Zing Forum

Reading

OPD: Re-examining On-Policy Distillation for Large Language Models—Phenomena, Mechanisms, and Practical Guide

The systematic study on On-Policy Distillation (OPD) proposed by Tsinghua University's NLP Lab reveals the limitations of traditional knowledge distillation and presents a complete practical methodology for OPD.

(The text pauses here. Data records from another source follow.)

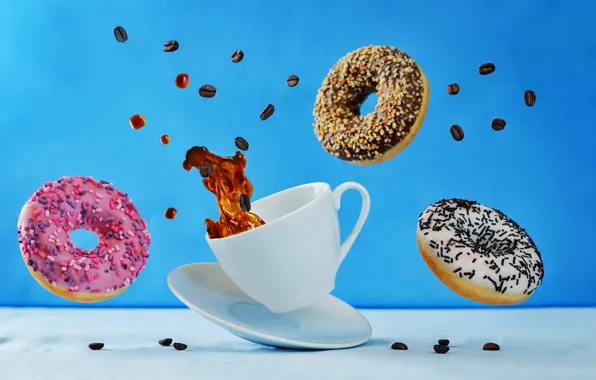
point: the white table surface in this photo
(48, 344)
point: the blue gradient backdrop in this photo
(67, 90)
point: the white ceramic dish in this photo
(329, 324)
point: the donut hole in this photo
(368, 103)
(84, 239)
(486, 241)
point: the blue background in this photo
(67, 90)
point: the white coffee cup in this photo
(291, 261)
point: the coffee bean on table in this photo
(241, 143)
(170, 46)
(267, 112)
(120, 34)
(399, 346)
(237, 56)
(205, 169)
(96, 346)
(292, 81)
(498, 124)
(457, 132)
(530, 98)
(207, 91)
(165, 342)
(244, 202)
(491, 347)
(441, 349)
(453, 89)
(443, 342)
(487, 68)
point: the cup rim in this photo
(326, 186)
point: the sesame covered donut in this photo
(403, 94)
(478, 252)
(73, 203)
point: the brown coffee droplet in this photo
(226, 180)
(244, 202)
(292, 81)
(165, 342)
(170, 46)
(207, 91)
(241, 143)
(530, 98)
(237, 56)
(498, 124)
(443, 342)
(120, 34)
(96, 346)
(457, 132)
(205, 169)
(453, 89)
(267, 112)
(171, 213)
(399, 346)
(486, 68)
(180, 346)
(137, 121)
(491, 347)
(441, 349)
(181, 80)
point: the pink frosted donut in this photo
(72, 203)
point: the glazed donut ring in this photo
(478, 252)
(403, 95)
(71, 203)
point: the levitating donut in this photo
(73, 203)
(478, 252)
(403, 95)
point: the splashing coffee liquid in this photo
(228, 182)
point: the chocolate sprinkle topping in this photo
(482, 245)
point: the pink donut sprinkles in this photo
(72, 203)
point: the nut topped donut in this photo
(73, 203)
(478, 252)
(403, 95)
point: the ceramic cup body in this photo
(291, 262)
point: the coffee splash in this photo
(228, 182)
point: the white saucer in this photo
(330, 324)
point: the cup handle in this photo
(336, 197)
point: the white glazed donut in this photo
(478, 252)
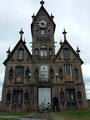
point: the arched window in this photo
(11, 74)
(79, 96)
(36, 51)
(26, 97)
(50, 51)
(8, 98)
(66, 54)
(62, 96)
(20, 54)
(51, 72)
(60, 73)
(27, 73)
(76, 75)
(36, 74)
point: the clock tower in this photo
(43, 28)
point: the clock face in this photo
(42, 24)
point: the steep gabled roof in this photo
(38, 13)
(67, 43)
(15, 48)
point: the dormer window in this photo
(60, 73)
(66, 54)
(27, 73)
(42, 18)
(76, 75)
(50, 51)
(51, 72)
(43, 32)
(20, 54)
(11, 74)
(36, 51)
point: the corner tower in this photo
(42, 29)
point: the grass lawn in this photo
(17, 114)
(71, 115)
(6, 119)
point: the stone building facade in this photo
(33, 79)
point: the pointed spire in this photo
(42, 2)
(64, 33)
(61, 42)
(8, 52)
(78, 51)
(24, 41)
(52, 16)
(21, 34)
(33, 15)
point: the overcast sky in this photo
(73, 15)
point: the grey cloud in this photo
(71, 14)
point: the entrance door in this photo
(44, 96)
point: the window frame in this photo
(66, 54)
(20, 59)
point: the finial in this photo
(21, 34)
(61, 42)
(8, 50)
(33, 15)
(52, 16)
(24, 41)
(64, 34)
(42, 2)
(78, 51)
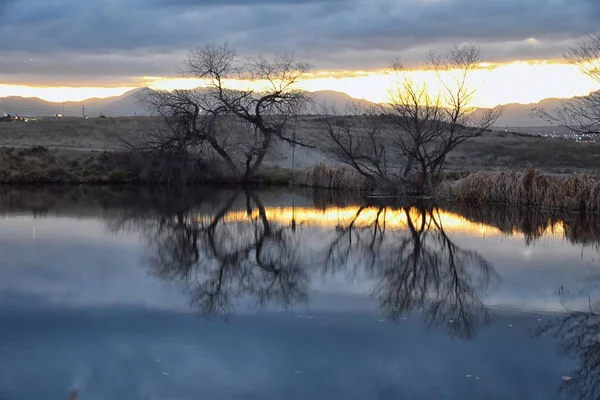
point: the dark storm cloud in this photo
(139, 34)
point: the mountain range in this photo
(513, 115)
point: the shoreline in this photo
(38, 165)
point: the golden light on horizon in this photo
(496, 83)
(59, 94)
(516, 82)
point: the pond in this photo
(248, 294)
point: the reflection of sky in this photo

知识蒸馏大语言模型模型压缩On-Policy清华大学NLP机器学习
Published 2026-04-30 00:35Recent activity 2026-04-30 00:51Estimated read 7 min
OPD: Re-examining On-Policy Distillation for Large Language Models—Phenomena, Mechanisms, and Practical Guide
1

Section 01

OPD: Re-examining On-Policy Distillation for LLMs - Phenomena, Mechanisms & Practice Guide

This post summarizes the systematic study on On-Policy Distillation (OPD) by Tsinghua University's NLP Lab. The research reveals limitations of traditional off-policy knowledge distillation and provides a complete OPD practice methodology, covering core phenomena, underlying mechanisms, experimental validation, and actionable guidelines for model compression and deployment.

2

Section 02

Research Background: Challenges in LLM Distillation

With exponential growth in LLM parameter scales, deploying large models in resource-constrained environments becomes critical. Traditional knowledge distillation (KD) uses off-policy strategies—static datasets with teacher outputs as targets—but suffers from distribution differences between teacher and student models, limiting effective knowledge transfer. On-Policy Distillation (OPD) addresses this by having students generate responses actively, then receiving teacher feedback for better alignment.

3

Section 03

Core Phenomena of OPD

OPD experiments reveal key differences from off-policy distillation:

  1. Distribution Alignment: OPD enables better behavior alignment by letting students explore response spaces and correct via teacher feedback, unlike passive learning in off-policy.
  2. Exploration-Exploitation Tradeoff: Students need balance between exploring new responses and using known good ones to avoid stagnation or instability.
  3. Differential Ability Transfer: OPD efficiently transfers some abilities (e.g., format following) but requires complex strategies for others (e.g., deep reasoning).
4

Section 04

Why OPD Works: Underlying Mechanisms

OPD's effectiveness stems from three key mechanisms:

  1. Countering Distribution Shift: OPD addresses exposure bias by letting students face their own errors and learn corrections via teacher feedback, unlike off-policy where students never see their mistakes.
  2. Dynamic Curriculum Learning: OPD adapts to student progress—starting with simple samples and moving to complex ones, with feedback intensity adjusted dynamically.
  3. Implicit Reward Modeling: Teacher evaluations of student responses form an automated, low-cost implicit reward model, similar to RLHF but without human input.
5

Section 05

OPD Practice Guide: Actionable Strategies

The OPD project provides a practical recipe:

  • Data Strategy: Use dynamic data flow (student generation → teacher evaluation → high-quality sample selection → iterative training), prioritizing quality over quantity.
  • Training Stability: Mix off-policy and OPD losses, use temperature annealing, response truncation, and ensure teacher consistency.
  • Efficiency Optimization: Cache common teacher responses, parallelize student generation and teacher evaluation, use small-batch updates.
  • Evaluation: Use dynamic metrics to assess generation quality evolution, not just static test set performance.
6

Section 06

Experimental Results: OPD's Performance Advantages

OPD outperforms off-policy distillation in multiple benchmarks:

  • Instruction Following: On AlpacaEval/MT-Bench, OPD students exceed same-scale off-policy models and approach teacher levels.
  • Knowledge-Intensive Tasks: Better knowledge retention on TriviaQA/Natural Questions, showing effective fact transfer.
  • Reasoning: Stronger performance on GSM8K math reasoning, indicating improved learning of teacher's reasoning chains.
7

Section 07

Limitations, Open Questions & Industry Impact

Limitations: Higher computational cost (teacher online participation), sensitive hyperparameters, challenges with long sequences and multi-round dialogues. Industry Implications:

  • For model vendors: OPD offers a path to reduce deployment costs while preserving ability, potentially enabling teacher APIs and distillation services.
  • For enterprises: Customize small models with private data via OPD, balancing privacy and performance.
  • For researchers: Crosses KD and RL, opening new research directions.
8

Section 08

Conclusion: OPD's Role in LLM Deployment

OPD represents a shift from empirical to scientific KD methods, answering 'if OPD is better' and 'how to do it well'. As LLM deployment costs gain attention, OPD will play a key role in model compression and edge deployment. Understanding OPD's principles and practices is valuable for engineers and researchers in this field.